Who could possibly be opposed to closing the "gun show loophole"?
What individual or group would try to stand in the way of legislation that would make it harder for convicted felons and other dangerous persons to obtain all sorts of dangerous weapons?
Whose interest does it serve to allow "private sellers" at gun shows to sell AK-47s, TEC-9's, Mac-10s and other types of high-powered and semi-automatic guns to buyers, without requiring them to undergo a Brady background check?
These were the kinds of questions that House Judiciary Committee Chairman John Conyers, Jr. (D-MI), asked over and over at a Congressional forum on "The Gun Show Loophole Closing Act" in Chicago on August 19. Make no mistake. The NRA bosses and their allies oppose closing the "gun show loophole." They have complained on their blogs and in press releases about it, while ignoring the testimony of law enforcement officials who report that huge caches of guns are bought by, or supplied to, criminals from gun shows.
The bill to close the "gun show loophole," introduced by Representatives Carolyn McCarthy (D-NY) and Michael Castle (R-DE), has more than 100 cosponsors, including U.S. Senate Candidate Rep. Mark Kirk (R-IL).
Last week's forum was chaired by Bobby Scott (D-VA), Subcommittee Chairman on Crime, Terrorism, and Homeland Security, and attended by Rep. Jan Schakowsky (D-IL), Rep. Mike Quigley (D-IL), Rep. Bobby Rush (D-IL.), and Rep. Conyers.
Fellow Judiciary Committee Member Rep. Mike Quigley (D-IL), convened the forum, which -- like the one held in Washington, D.C. July 14 -- was an opportunity for the public and congressional representatives to learn more about this huge threat to the safety of our families and communities.
Weeks before the Chicago forum, opponents to this commonsense legislation were contacted by House staff and invited to testify. Opponents had protested about not being invited to weigh in at the D.C. hearing. And yet, when extended the opportunity in Chicago, they and their protests suddenly evaporated. As Rep. Conyers pleaded for opponents of the legislation to speak up, a representative of the Illinois Rifle Association stood up. Rep. Conyers insisted he come forward and make his case. He declined to speak publicly, saying only that he would prefer to talk to the congressman in private.
I'm not surprised. After the testimonies of gun violence victims such as Colin Goddard, who was shot four times at Virginia Tech, and Annette Nance-Holt, whose 16-year-old son, Blair, was killed in Chicago while shielding a friend from gunfire, members of the Chicago and Illinois police departments, and Thomas Mannard of the Illinois Council Against Handgun Violence, the IRA rep must have realized that the flagrant flaws in his logic would have been exposed.

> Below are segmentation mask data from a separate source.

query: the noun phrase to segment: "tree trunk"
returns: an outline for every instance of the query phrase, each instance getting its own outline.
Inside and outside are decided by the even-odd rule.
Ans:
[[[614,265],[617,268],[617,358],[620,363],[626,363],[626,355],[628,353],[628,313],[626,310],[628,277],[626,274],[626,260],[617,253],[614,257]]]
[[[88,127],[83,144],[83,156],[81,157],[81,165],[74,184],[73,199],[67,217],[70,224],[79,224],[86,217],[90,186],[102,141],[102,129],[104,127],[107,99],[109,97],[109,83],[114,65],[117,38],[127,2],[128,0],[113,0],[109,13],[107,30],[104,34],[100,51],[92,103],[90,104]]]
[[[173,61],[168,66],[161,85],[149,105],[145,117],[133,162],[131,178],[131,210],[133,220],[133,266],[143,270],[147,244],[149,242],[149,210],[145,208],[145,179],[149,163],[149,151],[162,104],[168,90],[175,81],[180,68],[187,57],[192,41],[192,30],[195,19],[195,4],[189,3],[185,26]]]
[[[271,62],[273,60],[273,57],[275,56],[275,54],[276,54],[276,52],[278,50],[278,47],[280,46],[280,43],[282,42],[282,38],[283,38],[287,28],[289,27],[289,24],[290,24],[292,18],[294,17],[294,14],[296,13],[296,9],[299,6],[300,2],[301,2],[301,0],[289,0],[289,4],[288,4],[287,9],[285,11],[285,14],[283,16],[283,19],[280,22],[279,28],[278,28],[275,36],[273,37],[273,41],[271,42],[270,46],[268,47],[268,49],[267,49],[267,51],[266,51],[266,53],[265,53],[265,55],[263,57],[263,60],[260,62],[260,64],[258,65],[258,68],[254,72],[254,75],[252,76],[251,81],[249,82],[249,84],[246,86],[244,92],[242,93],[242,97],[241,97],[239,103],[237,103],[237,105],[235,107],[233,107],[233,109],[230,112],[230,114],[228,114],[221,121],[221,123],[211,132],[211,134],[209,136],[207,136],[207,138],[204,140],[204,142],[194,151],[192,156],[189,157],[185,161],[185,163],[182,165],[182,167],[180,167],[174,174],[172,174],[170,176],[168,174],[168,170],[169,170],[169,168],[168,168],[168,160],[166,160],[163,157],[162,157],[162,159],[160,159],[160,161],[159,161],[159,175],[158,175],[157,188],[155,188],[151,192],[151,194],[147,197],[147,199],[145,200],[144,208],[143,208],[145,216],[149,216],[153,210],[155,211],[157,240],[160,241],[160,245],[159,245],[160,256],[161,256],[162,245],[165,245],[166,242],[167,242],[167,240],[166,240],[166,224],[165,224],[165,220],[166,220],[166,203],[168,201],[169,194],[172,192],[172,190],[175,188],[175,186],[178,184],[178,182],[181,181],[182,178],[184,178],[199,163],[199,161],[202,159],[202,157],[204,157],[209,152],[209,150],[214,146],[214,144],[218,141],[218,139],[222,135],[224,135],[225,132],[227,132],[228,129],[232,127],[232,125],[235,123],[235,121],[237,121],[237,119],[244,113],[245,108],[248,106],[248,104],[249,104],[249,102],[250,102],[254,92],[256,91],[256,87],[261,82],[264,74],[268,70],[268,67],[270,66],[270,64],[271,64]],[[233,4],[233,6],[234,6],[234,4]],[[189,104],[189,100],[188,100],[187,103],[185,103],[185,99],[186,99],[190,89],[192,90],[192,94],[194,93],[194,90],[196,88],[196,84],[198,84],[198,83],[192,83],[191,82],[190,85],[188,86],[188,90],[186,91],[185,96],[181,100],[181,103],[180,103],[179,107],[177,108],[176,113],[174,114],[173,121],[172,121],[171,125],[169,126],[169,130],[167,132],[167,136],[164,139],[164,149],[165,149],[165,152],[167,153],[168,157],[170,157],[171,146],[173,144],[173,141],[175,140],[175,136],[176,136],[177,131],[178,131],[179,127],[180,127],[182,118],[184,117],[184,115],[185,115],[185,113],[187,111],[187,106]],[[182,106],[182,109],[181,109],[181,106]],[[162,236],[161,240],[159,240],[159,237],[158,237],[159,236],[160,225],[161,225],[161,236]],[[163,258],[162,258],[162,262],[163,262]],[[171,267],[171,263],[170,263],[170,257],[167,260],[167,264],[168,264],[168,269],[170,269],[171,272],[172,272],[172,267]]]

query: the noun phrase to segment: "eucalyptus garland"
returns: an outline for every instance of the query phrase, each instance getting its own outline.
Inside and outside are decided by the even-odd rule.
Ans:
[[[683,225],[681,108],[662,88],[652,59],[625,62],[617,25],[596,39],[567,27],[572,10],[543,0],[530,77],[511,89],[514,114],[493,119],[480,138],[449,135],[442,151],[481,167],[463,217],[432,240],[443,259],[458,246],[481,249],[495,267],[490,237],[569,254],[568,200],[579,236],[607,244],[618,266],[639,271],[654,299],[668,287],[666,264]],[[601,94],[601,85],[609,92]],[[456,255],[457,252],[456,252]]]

It's not easy to speak after hearing Colin Goddard talk about why he was there: "I learned that while I'm associated with the worst mass-shooting in U.S. history -- 32 dead -- there are, on average, another 32 people killed by gun violence every day in America. And last year, out of the 258 public school students who were shot in Chicago, 32 were killed. But more importantly, I've understood the hard way how even just one homicide, one dead family member, can change the life of that family forever. And this is why I do what I do: to give a voice to those who've already been silenced and to those family members who are still too overwhelmed to speak out."
Congressman Quigley is to be commended for pursuing this forum. Although Illinois has effectively already taken sensible steps to close the "gun show loophole" problem, Rep. Quigley understands that residents of his state are affected by weak laws in neighboring states and that communities across our nation would be even better off if we made it harder on a federal level for dangerous people to stockpile guns.
Chicago has seen some of worst gun violence of any city in America in recent years. This July, according to a report from the Chicago Tribune, more than 300 people were shot, 33 of them killed. The easy access to guns by dangerous people continues to exist because of our nation's weak gun laws and the weak guns laws of so many states. The anemic laws in neighboring jurisdictions make it hard for cities to see the kind of progress that they could be seeing. And these anemic laws make it hard for residents of those communities to experience the kind of safety that they deserve a right to.